In their native Germany, Pomeranian geese are a "utilitarian goose breed" represented white, gray, saddleback buff, and saddleback gray varieties.

The American saddleback Pomeranian which is almost the sole representative of this breed in the United States is recognized by the American Poultry Association. Its head, back, and flanks are light gray or beige. The bird has an all-white body with the colored feathers on its tail edged in near-white. It is uncommon enough that the American Livestock Breeds Conservancy regards its status as "critical".

Pomeranian varieties and related breeds are also raised in the United Kingdom. Categorizing geese can be a complex matter as indicated by this 2004 letter in the bulletin of the Society for the Preservation of Poultry Antiquities Bulletin:

Toulouse x Embden cross is what gave us the English Greybacks and Buff Backs and the American Saddlebacks.

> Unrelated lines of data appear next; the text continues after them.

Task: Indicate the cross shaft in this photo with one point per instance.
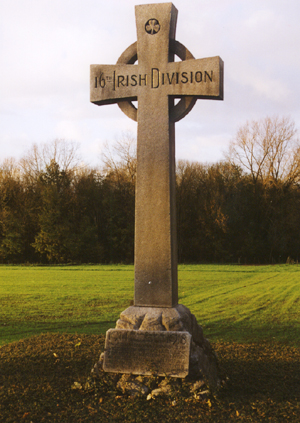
(155, 81)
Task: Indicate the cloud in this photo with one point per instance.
(47, 46)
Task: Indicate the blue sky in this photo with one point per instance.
(47, 46)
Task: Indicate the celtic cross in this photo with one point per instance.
(155, 81)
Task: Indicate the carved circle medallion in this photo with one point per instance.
(152, 26)
(178, 111)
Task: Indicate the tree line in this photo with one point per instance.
(244, 209)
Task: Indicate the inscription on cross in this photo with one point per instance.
(155, 82)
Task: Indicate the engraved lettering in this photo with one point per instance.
(101, 81)
(198, 76)
(170, 80)
(142, 79)
(134, 79)
(184, 78)
(154, 80)
(207, 75)
(121, 79)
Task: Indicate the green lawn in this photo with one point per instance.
(232, 303)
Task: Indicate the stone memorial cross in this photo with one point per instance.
(155, 82)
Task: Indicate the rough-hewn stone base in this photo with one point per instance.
(202, 361)
(141, 352)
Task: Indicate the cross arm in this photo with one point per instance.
(113, 83)
(201, 78)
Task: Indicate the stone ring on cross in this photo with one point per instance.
(152, 26)
(178, 111)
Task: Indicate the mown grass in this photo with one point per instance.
(232, 303)
(250, 313)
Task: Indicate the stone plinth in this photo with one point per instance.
(169, 334)
(147, 352)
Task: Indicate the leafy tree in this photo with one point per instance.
(55, 238)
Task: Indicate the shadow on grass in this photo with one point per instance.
(36, 376)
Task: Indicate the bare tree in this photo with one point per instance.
(268, 149)
(38, 157)
(120, 159)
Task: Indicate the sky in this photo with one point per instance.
(47, 46)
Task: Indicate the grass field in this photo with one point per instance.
(251, 315)
(232, 303)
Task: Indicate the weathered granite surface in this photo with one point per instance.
(143, 352)
(203, 363)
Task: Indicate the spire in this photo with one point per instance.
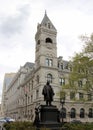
(47, 21)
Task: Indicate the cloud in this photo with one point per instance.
(10, 25)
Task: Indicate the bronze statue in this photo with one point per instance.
(48, 93)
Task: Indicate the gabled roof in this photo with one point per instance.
(46, 20)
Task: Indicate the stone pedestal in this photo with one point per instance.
(49, 117)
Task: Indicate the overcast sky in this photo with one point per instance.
(18, 25)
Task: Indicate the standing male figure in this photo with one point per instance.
(48, 93)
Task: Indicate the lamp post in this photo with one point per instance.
(62, 101)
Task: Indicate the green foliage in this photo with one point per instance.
(82, 66)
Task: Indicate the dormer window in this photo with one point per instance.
(48, 40)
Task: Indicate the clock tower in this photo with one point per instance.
(46, 53)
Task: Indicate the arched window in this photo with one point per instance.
(48, 40)
(63, 113)
(82, 113)
(73, 113)
(49, 78)
(90, 115)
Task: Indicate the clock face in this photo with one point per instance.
(49, 45)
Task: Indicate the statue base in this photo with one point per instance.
(49, 117)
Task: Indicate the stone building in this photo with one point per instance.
(24, 92)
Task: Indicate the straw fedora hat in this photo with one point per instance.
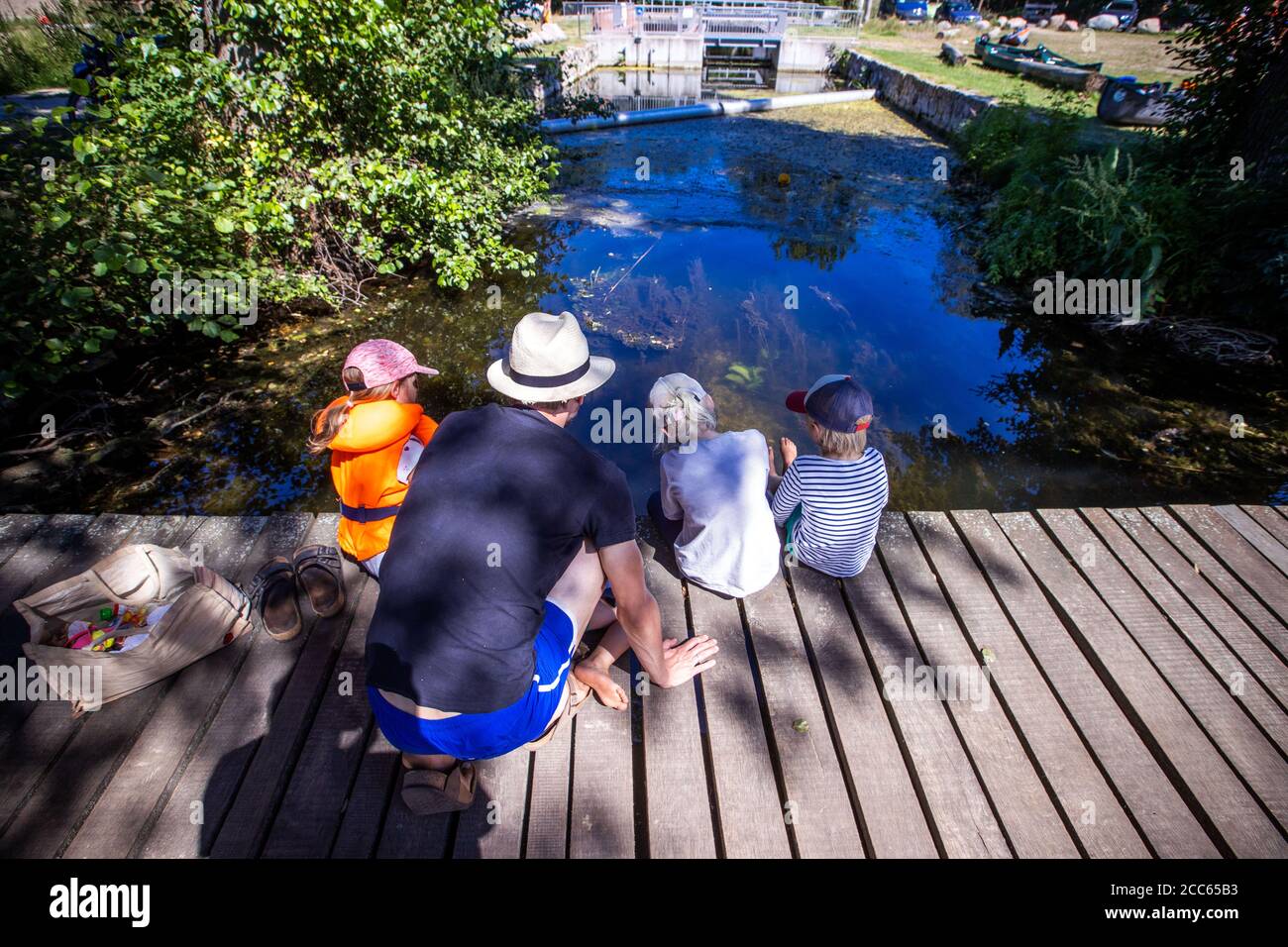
(549, 361)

All three of these breeds have Pomeranian blood and their standard represents that. The historical Pomeranian has been a major working goose in America, which is also the root of the confusion. Greyback, buff back, pied, spotted or saddleback refers to the pattern of plumage. These do not identify the breed of goose. Some breeds that have these markings are the British Buff Back, British Greyback, American Saddleback and the Historical Pomeranian. A saddleback goose is not necessary a Pomeranian. To avoid confusion, specific language is required to identify the separate breeds.